As for the integrity of the linker, OS, etc: some system distributions take this more seriously than others. Guix (which is closely associated with the camlboot work) has been making steady progress on reducing the size of its binary seeds. Even Debian has been introducing basic reproducibility requirements for packages, which is a start.
As for the lexer, I’m not sure which file you mean. Is it this one? In any case, I’m pretty sure that I’d rather review changes to any single source file than changes to 3MB of bytecode, especially if the size of the binary diff was not well correlated with the size of the source diff that produced it.
I’m not clear on the goal of your comments, but I hope it’s not that we should despair and accept this an unsolvable problem. Many people are working toward a full(ish) chain of trust from different directions, but if they demanded an immediate and total payoff for their work, nothing would ever be accomplished.
No, I was talking about the following one: camlboot/miniml/interp/lex/lexer.ml at 4.09 · gasche/camlboot · GitHub . Not sure which repository is supposed to be the source of truth regarding Camlboot nowadays.
It is an unsolvable problem and we should stop saying things that could lead less security-inclined people believe that they have a fully secure computing environment. But that does not mean that we should despair either. Any step that reduces the attack surface is a victory and I am glad the Camlboot project exists.
Computer security as a whole is an unsolvable problem, to be sure. But suppose that the total size of an OS’ binary seed were reduced to the sub-kilobyte range (as Guix hopes to accomplish one day). At some point, we reach a scale where binary audits by experts become possible, no? And by the nature of their tiny scope, these blobs would seldom change. If all of that somehow came true then I would count this as a practical solution to reproducibility, if not a satisfying one. Of course, we’ll also need processors with open source silicon and microcode…
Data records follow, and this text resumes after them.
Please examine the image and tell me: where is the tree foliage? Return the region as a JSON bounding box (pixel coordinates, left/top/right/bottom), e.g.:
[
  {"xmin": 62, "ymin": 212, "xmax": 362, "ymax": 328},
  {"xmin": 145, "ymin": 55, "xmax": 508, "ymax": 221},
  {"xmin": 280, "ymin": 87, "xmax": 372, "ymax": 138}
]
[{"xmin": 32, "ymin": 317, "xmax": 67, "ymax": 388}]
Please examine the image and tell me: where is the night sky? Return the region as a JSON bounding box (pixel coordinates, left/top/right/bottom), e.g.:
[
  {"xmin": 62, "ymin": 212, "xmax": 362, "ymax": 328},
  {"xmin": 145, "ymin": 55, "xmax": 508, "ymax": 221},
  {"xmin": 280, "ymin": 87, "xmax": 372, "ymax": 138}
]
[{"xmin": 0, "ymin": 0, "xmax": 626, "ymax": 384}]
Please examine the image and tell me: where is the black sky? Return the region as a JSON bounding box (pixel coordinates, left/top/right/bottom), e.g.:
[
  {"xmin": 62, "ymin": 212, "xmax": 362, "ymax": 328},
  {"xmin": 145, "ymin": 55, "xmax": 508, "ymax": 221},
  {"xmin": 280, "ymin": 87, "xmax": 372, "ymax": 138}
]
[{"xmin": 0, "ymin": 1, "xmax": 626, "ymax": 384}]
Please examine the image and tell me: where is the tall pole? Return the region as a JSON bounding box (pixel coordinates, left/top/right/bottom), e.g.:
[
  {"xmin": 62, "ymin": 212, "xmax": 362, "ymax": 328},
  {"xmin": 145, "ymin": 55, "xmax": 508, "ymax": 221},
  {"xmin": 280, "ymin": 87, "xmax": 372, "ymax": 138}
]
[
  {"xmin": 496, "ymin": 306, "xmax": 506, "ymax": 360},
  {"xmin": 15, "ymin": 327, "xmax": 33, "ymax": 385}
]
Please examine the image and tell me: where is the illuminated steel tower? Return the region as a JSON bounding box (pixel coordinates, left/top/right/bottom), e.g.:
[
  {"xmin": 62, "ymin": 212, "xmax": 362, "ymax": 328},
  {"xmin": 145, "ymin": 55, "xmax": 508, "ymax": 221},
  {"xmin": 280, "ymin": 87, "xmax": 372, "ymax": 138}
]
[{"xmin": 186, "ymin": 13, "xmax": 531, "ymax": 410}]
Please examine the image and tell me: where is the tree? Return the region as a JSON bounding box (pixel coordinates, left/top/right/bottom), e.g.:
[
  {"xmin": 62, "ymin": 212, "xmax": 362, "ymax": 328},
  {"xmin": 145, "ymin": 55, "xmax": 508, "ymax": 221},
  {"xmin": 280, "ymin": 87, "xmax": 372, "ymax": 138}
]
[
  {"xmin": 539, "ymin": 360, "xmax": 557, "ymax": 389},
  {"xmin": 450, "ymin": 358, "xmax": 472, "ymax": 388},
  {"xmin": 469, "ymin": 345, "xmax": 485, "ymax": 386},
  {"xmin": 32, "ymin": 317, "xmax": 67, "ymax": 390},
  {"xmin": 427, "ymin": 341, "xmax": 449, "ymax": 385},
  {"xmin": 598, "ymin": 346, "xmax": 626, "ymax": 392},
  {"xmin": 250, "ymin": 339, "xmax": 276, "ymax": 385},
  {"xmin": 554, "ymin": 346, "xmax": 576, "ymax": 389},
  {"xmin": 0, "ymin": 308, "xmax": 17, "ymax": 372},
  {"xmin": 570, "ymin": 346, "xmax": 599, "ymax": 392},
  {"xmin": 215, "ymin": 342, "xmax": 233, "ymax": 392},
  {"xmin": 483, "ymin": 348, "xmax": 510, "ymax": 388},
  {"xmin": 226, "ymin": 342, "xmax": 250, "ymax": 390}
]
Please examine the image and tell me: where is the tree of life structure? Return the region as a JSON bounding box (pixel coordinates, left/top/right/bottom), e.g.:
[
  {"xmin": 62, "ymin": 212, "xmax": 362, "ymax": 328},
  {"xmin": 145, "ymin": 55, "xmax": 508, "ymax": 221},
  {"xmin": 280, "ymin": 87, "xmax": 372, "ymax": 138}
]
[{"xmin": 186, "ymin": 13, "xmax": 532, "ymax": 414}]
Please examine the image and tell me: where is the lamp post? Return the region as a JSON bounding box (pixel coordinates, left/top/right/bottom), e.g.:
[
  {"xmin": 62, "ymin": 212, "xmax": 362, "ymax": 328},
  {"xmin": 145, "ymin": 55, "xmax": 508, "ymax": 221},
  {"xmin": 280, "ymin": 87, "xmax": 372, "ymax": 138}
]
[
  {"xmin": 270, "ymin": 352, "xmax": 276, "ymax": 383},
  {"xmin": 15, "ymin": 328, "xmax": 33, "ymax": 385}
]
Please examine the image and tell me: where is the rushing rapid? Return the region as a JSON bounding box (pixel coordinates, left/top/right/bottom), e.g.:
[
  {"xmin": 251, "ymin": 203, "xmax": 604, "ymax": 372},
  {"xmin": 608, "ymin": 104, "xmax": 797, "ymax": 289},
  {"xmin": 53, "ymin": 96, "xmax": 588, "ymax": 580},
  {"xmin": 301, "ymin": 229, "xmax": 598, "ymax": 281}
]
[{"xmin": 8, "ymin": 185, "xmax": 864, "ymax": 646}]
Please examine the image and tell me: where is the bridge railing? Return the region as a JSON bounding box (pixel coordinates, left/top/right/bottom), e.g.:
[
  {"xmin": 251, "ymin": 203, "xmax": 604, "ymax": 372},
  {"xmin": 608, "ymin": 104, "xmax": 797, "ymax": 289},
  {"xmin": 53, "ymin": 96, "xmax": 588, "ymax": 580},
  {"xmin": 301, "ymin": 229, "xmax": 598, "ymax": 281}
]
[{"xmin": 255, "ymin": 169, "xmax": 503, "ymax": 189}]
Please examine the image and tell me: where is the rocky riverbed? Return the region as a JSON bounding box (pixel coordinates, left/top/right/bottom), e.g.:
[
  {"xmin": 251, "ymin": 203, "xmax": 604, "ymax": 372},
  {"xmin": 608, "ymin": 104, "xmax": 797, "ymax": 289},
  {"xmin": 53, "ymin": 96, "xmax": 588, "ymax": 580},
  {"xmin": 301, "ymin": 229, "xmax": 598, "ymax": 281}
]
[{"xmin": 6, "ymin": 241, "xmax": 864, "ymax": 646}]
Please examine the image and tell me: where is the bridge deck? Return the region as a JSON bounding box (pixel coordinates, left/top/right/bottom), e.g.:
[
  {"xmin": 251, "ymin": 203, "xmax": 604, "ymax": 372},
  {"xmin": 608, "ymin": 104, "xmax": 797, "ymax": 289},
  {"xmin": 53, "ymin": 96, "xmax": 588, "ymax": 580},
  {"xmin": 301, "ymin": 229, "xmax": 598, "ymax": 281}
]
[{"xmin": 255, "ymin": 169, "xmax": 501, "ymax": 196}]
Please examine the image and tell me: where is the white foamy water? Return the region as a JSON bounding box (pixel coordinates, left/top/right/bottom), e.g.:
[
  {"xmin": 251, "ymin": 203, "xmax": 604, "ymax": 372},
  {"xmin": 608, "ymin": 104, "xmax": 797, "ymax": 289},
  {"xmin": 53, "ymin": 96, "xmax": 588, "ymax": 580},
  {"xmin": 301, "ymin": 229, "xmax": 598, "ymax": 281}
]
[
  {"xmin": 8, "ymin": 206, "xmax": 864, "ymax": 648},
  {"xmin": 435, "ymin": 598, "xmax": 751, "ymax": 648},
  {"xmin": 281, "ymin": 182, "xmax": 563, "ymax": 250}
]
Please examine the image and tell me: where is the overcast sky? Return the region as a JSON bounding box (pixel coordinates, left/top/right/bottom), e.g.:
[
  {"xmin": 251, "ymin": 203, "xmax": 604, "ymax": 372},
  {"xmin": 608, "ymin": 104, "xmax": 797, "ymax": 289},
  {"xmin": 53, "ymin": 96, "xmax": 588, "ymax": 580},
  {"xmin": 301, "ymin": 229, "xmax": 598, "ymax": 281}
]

I can’t speak for the developers, but GitHub - gasche/camlboot: Experiment on how to bootstrap the OCaml compiler · GitHub does show that it’s 222 commits behind GitHub - Ekdohibs/camlboot: Experiment on how to bootstrap the OCaml compiler · GitHub , so I can take a fair guess.
I see no equivalent file in the latter repo. Interestingly, I do see an interpreter bytecode file elsewhere in the repo that shares some of the same symbol names. I’m not certain of its purpose there, since the Makefile does have a rule to build it. Maybe this is a way to shorten debug cycles for dependent code, since a full build of the project takes hours.